Elysia Tjanderawasi (she/they)

Graphic Designer | Illustrator

Elysia is a curious designer that enjoys seeing ordinary things in a new light and hopes to reignite others’ sense of wonder by changing their perception of the world.

Her works are heavily research-driven as she believes in gaining a deeper understanding of various related themes for a project to be more focused and well-defined, and therefore, easier to tackle. Her strengths lie in traditional illustrations and hands-on crafts, and she has recently found joy in combining tactile and digital mediums.

For a hobby, she has an Instagram account where she posts her free-time illustrations. Her other interests include animals, nature, crafts, animation, and photography!


You can view more of her works in the Behance link below.
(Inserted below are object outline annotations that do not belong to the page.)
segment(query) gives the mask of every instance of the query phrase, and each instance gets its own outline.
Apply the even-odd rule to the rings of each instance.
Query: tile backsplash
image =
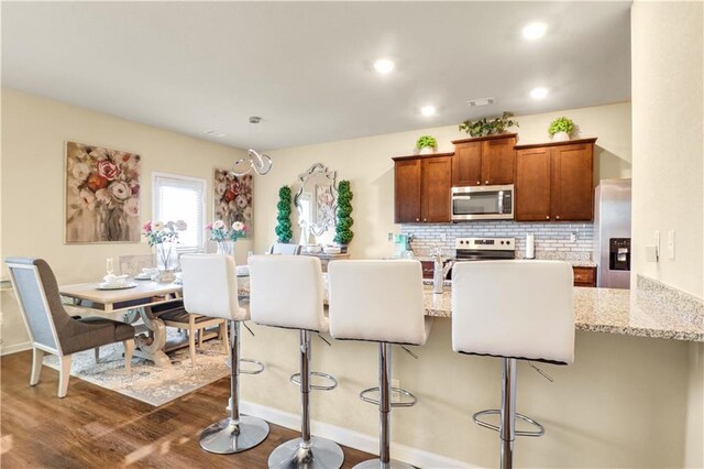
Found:
[[[461,223],[402,225],[402,233],[413,234],[416,255],[427,255],[432,248],[454,251],[455,238],[515,238],[516,258],[526,252],[526,233],[536,236],[536,258],[590,260],[594,250],[591,222],[524,223],[510,220],[466,221]],[[570,234],[576,240],[570,241]],[[442,234],[446,240],[442,241]]]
Humans versus sea creatures, who are the real monsters? As we stand on the verge of exploring the Mesopelagic Zone, this book reflects that the greatest threat to these creatures and indeed to our planet is us.

This project aims to raise awareness about the danger that the ocean is facing due to human actions. The target audience is adults aged 25 years old and above, specifically those unknowledgeable about the sea and not environmentally conscious.
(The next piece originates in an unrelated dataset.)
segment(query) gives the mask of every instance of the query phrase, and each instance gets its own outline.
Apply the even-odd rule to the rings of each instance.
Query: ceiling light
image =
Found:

The publication was written in a poetic style and traditionally illustrated to mimic a scientific explorer’s journal. It also includes various essays and articles from ethologists, primatologists, and other scientists.

Cover design

Organic type-making combined with dark blue colour palette. This dynamic visual reflects the mystery of the topic of the deep sea.


Setting the scene imaginatively: poetic writing describing monster-like qualities in humans’ lifestyle. Examples in the book: "...these same creatures enter colourful beetles that crawl on asphalt paths," are cars, and "these creatures also control the giant bird-like machines in the sky," are planes. "What planet is this? Why do these creatures travel in this way?"

Human Nature and Animals

Philosophical and anthropological stance that humans are animals with examples of creatives exploring this concept. Reveals the nature of humans and how humans think they are more superior and segregates themselves from other animals.
The segment concludes with an intriguing insight of the irony of humans being inhumane, more beastly and “animal-like” than the animals themselves. Quoted from the book, “there are monstrous qualities of our remarkable creations, and there are the monster-like qualities to our inhumanity.”

The Deep

The other half of the book shows our little understanding of the ocean and teaches readers about it. It has an introduction to Mesopelagic Zone (chosen as it is the next affected area after coral reefs) and reveals the importance of the ocean.
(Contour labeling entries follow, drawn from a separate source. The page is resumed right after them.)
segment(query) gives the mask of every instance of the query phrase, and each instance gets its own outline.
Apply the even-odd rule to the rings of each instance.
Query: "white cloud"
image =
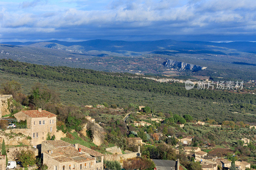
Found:
[[[35,0],[23,1],[19,6],[4,5],[5,9],[0,11],[1,32],[4,35],[7,28],[8,33],[23,33],[27,29],[35,36],[59,33],[59,38],[72,39],[64,35],[249,34],[256,29],[254,0],[96,1],[106,4],[97,10],[68,5],[80,1],[63,0],[56,4]],[[92,2],[84,1],[82,6]]]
"Creature features" insert

This segment also includes an insert for readers to learn about the scary monsters (sea creatures) from the Mesopelagic Zone.

Care to notice

Final chapter of the book calls for a new level of awareness to the dangers the creatures are facing due to us. It stresses the importance that the future of Earth is in our hands.


With the rise of technology came social media many years later. A few benefits to social media are using it as a communication tool and an advertising platform. However, using it excessively is often viewed negatively. This project reflects how social media impacts our way of living, showing our habits and dependency on it.

It started with the idea of the “illusion of choice” in social media. The algorithm feeds users with things they want to see and groups them with other like-minded people. The group then does similar activities together and seeks validation from one another. Eventually, everyone becomes a carbon copy of each other.

This realisation led to the concept of Sheeple (“sheep” + “people”). The definitions of Sheeple are herd behaviour and mentality, individuals in a group act collectively without centralised direction, and conformist behaviours with little to no critical thinking. Although a positive perspective of being in a herd would mean building a community and finally having a sense of belonging, the outcome aims to warn of the negative consequences of not wanting to venture outside of one’s comfort zone.

Poster outcome: The text explains what becoming a sheep meant and written as if an existing group of Sheeple is recruiting more followers. The illustration accompanied by the text amplifies the narrative of morphing into a sheep.